Do not use savepoint without understanding the implications: please read [Undo-Redo Architecture # savepoints](undo-redo-architecture.md#savepoints)
### Undoable Custom Use Cases
If a custom use case is marked `undoable: true` in the manifest, the controller calls `executeUndoableCommand` which expects `undo()` and `redo()` methods on the use case. The generated scaffold only has `execute()` — **you must add `undo()` and `redo()` yourself**.

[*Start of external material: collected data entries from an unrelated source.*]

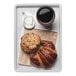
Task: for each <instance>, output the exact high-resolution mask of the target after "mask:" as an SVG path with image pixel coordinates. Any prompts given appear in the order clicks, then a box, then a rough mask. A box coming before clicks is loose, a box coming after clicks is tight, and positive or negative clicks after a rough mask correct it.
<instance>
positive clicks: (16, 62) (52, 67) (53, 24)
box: [14, 5, 62, 72]
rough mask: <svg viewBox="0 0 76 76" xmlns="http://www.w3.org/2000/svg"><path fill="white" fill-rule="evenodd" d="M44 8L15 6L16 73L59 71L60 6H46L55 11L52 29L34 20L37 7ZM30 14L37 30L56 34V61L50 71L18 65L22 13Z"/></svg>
mask: <svg viewBox="0 0 76 76" xmlns="http://www.w3.org/2000/svg"><path fill="white" fill-rule="evenodd" d="M41 6H45V5H17V6H16V7H15V36H14V37H15V40H14V41H15V42H14V43H15V44H14V48H15V49H14V50H15V51H14V54H15V55H14V56H15V57H14V64H15V70H16V71H22V72H27V71H29V72H59V71H60V70H61V64H62V54H61V53H62V49H61V47H62V46H61V36H62V35H61V34H62V33H61V6H60V5H48V6H50V7H52V8H53V9H54V11H55V15H56V16H55V21H54V23H53V26H52V29H46V28H44V27H43V26H42V25H40V24H39V23H38V21H37V19H36V13H37V10H38V9H39V7H41ZM26 12H30V13H31V14H32V16H33V17H34V19H35V22H36V26H35V28H37V29H43V30H52V31H55V32H57V40H56V50H57V54H58V56H57V61H56V63H55V64H54V66H53V67H52V68H50V69H47V70H46V69H43V68H36V67H33V66H32V67H29V66H23V65H19V64H18V57H19V49H20V39H21V34H22V32H23V31H22V30H23V29H24V28H23V19H24V13H26Z"/></svg>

Both methods return `UndoRedo::Result<void>`. A default-constructed `Result<void>` means success; construct with an error message to signal failure.
```cpp
class SaveUseCase
{
public:
explicit SaveUseCase(std::unique_ptr<ISaveUnitOfWork> uow);
[[nodiscard]] SaveResultDto execute(const SaveDto &saveDto) const;
// Add these for undoable use cases:
UndoRedo::Result<void> undo();
UndoRedo::Result<void> redo();
private:
std::unique_ptr<ISaveUnitOfWork> m_uow;
// Store whatever state you need to undo/redo
// (e.g., snapshots taken during execute)
};
```
```cpp
UndoRedo::Result<void> SaveUseCase::undo()
{
// TODO: restore previous state (e.g., via m_uow->restoreWork(m_snapshot))
return {}; // success
}
UndoRedo::Result<void> SaveUseCase::redo()
{
// TODO: re-apply the operation
return {}; // success
}
```
The SNAPSHOT macro pair (`DECLARE_UOW_ENTITY_SNAPSHOT` / `UOW_ENTITY_SNAPSHOT`) is typically used to capture entity state during `execute()` and restore it in `undo()`.
### publish*Signal()
Every custom UoW has a `publishSignalName()` method that emits a feature-level event via the `FeatureEventRegistry`. Call it **after** a successful commit so subscribers (UI, other features) are notified. The generated scaffold calls it automatically in the use case template.